Il tutto, senza nessuna forma di protezione dalle esalazioni. Da quella decisione del 2016, poi, era nata la costola giudiziaria in sede civile. I familiari dell’ex operaio, difesi dall’avvocato Matteo Pasqualato, hanno chiesto il risarcimento del danno non patrimoniale dovuto alla perdita di un proprio familiare. Sul punto, però, l’Autorità di Sistema Portuale aveva provato a eccepire il proprio difetto di legittimazione.

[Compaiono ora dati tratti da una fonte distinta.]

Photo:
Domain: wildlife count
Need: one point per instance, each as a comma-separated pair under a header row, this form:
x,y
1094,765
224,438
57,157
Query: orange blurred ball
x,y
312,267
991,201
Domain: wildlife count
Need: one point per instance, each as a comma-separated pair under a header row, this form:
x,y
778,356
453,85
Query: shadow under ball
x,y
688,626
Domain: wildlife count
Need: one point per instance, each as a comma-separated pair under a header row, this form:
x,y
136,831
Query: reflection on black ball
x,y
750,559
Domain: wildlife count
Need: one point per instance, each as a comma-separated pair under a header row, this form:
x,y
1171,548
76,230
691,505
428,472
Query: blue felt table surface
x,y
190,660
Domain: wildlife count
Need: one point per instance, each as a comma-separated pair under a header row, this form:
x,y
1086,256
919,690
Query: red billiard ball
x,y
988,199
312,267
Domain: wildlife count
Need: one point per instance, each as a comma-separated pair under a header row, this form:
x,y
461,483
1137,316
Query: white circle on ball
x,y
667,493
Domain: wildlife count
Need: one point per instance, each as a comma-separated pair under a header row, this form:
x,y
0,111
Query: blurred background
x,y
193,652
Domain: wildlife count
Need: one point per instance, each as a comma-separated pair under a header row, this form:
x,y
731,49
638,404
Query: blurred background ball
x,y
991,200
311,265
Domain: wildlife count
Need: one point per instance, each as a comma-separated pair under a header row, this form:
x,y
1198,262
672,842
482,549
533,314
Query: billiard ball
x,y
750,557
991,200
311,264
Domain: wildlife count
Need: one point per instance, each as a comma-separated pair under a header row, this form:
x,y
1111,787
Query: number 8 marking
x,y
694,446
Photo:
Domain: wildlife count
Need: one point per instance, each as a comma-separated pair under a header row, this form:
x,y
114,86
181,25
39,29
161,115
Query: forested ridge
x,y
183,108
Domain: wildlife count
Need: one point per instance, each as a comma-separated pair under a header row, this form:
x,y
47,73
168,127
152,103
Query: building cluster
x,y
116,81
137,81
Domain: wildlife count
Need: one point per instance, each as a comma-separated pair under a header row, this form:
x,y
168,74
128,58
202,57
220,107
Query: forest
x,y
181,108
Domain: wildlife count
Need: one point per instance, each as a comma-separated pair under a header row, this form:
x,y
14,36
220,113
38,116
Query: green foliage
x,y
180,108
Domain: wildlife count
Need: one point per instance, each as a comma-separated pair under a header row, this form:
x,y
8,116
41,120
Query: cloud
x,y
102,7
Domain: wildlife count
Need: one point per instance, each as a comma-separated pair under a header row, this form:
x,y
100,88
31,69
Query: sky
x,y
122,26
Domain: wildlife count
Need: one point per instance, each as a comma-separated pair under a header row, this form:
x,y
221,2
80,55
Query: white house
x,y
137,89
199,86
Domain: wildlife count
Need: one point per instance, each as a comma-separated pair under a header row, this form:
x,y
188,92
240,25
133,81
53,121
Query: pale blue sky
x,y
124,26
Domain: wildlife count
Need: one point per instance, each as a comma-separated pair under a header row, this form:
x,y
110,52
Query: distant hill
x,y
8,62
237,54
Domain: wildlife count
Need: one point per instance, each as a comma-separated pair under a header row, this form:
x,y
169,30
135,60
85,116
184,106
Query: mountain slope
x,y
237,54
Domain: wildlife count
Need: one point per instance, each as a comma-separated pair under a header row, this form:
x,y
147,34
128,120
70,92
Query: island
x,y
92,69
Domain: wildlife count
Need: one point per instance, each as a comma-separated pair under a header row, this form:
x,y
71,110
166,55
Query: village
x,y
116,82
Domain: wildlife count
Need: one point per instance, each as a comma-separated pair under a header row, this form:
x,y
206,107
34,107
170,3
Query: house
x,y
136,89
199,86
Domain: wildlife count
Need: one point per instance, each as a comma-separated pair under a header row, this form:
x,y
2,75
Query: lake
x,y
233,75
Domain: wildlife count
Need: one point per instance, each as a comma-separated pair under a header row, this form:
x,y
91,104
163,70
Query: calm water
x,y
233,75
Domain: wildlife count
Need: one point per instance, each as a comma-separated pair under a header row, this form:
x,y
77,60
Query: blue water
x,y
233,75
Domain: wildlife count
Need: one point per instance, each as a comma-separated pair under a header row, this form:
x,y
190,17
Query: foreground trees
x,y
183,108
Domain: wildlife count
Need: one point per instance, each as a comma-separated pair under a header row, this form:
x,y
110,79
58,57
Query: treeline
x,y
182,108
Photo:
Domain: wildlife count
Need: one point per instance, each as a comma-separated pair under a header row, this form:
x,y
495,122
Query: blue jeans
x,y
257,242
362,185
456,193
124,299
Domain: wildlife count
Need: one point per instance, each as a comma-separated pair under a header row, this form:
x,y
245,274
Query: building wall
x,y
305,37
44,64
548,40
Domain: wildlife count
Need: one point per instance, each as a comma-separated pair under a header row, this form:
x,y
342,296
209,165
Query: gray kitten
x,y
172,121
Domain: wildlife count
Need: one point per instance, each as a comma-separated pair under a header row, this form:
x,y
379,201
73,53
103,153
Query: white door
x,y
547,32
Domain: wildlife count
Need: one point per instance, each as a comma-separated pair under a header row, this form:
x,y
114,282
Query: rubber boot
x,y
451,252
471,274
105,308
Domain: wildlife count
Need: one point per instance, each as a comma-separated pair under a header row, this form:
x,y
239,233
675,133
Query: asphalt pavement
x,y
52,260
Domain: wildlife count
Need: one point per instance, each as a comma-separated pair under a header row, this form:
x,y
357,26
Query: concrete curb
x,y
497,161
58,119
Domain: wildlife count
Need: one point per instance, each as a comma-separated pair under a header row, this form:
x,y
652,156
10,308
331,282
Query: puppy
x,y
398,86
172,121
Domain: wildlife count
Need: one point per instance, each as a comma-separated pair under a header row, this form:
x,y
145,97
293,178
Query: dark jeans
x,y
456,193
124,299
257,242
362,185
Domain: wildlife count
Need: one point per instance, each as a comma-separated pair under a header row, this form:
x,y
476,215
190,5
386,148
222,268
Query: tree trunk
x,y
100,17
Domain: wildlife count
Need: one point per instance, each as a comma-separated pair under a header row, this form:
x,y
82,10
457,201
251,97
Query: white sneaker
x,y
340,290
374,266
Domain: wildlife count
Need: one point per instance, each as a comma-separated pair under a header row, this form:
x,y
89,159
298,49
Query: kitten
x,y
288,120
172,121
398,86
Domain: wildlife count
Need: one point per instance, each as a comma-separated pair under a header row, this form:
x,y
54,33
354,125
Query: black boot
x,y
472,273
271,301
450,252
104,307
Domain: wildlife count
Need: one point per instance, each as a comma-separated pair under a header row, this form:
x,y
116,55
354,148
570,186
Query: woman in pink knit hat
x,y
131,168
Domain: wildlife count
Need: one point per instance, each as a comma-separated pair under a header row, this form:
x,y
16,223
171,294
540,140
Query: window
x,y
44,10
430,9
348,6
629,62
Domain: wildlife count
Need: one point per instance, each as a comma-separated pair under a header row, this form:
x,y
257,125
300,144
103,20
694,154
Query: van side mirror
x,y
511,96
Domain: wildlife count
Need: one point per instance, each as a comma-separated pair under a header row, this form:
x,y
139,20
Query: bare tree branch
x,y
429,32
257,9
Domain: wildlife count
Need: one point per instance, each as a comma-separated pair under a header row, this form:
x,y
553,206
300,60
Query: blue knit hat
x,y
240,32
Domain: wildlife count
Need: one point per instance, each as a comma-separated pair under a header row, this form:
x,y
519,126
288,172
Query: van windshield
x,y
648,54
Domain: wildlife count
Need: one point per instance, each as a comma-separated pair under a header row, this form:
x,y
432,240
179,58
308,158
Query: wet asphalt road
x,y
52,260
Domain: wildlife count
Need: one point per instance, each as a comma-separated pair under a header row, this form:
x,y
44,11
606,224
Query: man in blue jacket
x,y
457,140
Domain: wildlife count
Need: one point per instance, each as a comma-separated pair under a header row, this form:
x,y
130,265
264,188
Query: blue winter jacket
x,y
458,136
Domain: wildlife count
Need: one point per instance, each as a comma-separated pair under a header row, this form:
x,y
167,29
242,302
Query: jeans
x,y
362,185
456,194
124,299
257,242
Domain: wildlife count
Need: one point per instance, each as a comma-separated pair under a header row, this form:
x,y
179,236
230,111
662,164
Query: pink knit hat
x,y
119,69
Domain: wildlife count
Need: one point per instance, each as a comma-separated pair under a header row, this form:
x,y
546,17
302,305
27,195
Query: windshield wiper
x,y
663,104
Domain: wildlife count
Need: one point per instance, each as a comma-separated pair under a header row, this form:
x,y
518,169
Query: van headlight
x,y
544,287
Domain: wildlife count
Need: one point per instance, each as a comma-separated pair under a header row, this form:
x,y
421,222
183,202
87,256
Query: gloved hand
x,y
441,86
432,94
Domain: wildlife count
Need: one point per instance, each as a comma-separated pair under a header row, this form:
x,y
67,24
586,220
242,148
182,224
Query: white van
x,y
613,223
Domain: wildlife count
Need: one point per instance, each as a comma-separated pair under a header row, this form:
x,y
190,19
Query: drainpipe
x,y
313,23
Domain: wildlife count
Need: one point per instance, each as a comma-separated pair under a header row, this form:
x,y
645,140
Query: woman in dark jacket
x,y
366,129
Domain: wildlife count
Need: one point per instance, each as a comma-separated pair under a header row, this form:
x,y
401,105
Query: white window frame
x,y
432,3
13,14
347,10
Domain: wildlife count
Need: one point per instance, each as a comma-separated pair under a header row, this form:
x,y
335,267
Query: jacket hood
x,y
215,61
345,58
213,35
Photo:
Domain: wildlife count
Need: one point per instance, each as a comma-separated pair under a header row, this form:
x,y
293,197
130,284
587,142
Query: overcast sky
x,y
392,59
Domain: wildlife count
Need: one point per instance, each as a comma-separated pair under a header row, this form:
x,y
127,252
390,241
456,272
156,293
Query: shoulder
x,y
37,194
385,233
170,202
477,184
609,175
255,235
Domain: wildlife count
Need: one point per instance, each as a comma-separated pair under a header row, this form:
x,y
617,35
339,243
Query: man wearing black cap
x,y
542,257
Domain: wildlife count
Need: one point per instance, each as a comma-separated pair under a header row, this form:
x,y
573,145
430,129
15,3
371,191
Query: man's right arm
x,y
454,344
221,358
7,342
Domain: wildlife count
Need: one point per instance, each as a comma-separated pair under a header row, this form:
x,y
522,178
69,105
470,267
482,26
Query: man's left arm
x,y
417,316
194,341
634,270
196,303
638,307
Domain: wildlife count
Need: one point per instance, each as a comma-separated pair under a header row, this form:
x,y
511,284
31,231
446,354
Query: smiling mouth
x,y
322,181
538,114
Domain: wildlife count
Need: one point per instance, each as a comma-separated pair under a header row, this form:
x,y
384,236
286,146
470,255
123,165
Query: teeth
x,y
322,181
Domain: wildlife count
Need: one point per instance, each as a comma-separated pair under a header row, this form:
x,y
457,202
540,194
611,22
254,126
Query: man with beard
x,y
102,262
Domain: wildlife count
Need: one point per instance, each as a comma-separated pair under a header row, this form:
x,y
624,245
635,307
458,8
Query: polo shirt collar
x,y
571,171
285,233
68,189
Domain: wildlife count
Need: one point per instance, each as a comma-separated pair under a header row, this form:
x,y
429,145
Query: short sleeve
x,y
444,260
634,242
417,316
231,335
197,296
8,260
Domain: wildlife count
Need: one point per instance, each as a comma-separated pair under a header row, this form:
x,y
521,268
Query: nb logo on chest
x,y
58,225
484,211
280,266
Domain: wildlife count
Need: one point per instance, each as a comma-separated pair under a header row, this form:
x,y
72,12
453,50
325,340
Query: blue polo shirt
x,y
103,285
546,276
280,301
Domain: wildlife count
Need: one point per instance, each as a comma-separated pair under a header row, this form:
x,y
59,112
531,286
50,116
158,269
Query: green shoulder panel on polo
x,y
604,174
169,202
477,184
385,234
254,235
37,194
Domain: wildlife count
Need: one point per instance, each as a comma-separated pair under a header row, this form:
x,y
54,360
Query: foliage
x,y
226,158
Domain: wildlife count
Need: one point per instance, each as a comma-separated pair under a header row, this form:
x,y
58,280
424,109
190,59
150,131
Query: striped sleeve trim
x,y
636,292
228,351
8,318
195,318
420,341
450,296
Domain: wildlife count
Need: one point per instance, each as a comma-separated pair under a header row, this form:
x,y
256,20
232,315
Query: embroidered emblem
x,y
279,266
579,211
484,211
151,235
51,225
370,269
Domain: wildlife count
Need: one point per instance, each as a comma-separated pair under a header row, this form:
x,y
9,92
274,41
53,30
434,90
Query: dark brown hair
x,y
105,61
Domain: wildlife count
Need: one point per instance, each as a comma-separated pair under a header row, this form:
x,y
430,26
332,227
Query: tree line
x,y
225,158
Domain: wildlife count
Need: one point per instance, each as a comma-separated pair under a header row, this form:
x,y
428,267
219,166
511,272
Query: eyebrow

Tradotto, la linea difensiva del Porto aveva provato a tirarsi fuori dalla vicenda scaricando la responsabilità sulla Compagnia Lavoratori Portuali, presso la quale l’ex dipendente era stato assunto. Niente da fare, però. Secondo il tribunale, infatti, dal giugno del ’99 l’Autorità era subentrata a tutti gli effetti nell’organizzazione del Porto di Venezia, e quindi «nella proprietà e possesso di tutti i beni aziendali, nonché dei rapporti in corso, compresi quelli lavorativi».
Di conseguenza, il tribunale di Venezia mette nero su bianco «l’eventuale responsabilità» in capo all’Autorità «dei danni alla salute patiti dai lavoratori della Compagnia dei Portuali che operavano all’interno del porto in conseguenza dell’esposizione a fibre di amianto». Ce n’è quanto basta, per i giudici, per riconoscere 200 mila euro a favore della moglie dell’operaio; 175 mila euro per il secondo figlio, trentaquattrenne all’epoca della morte del padre e che conviveva con i genitori; 150 mila euro per l’altro figlio della coppia, 37 anni quando il padre morì e sposato con due figlie. Per ciascuna delle due nipoti, infine, riconosciuti 60 mila euro per aver perso il nonno.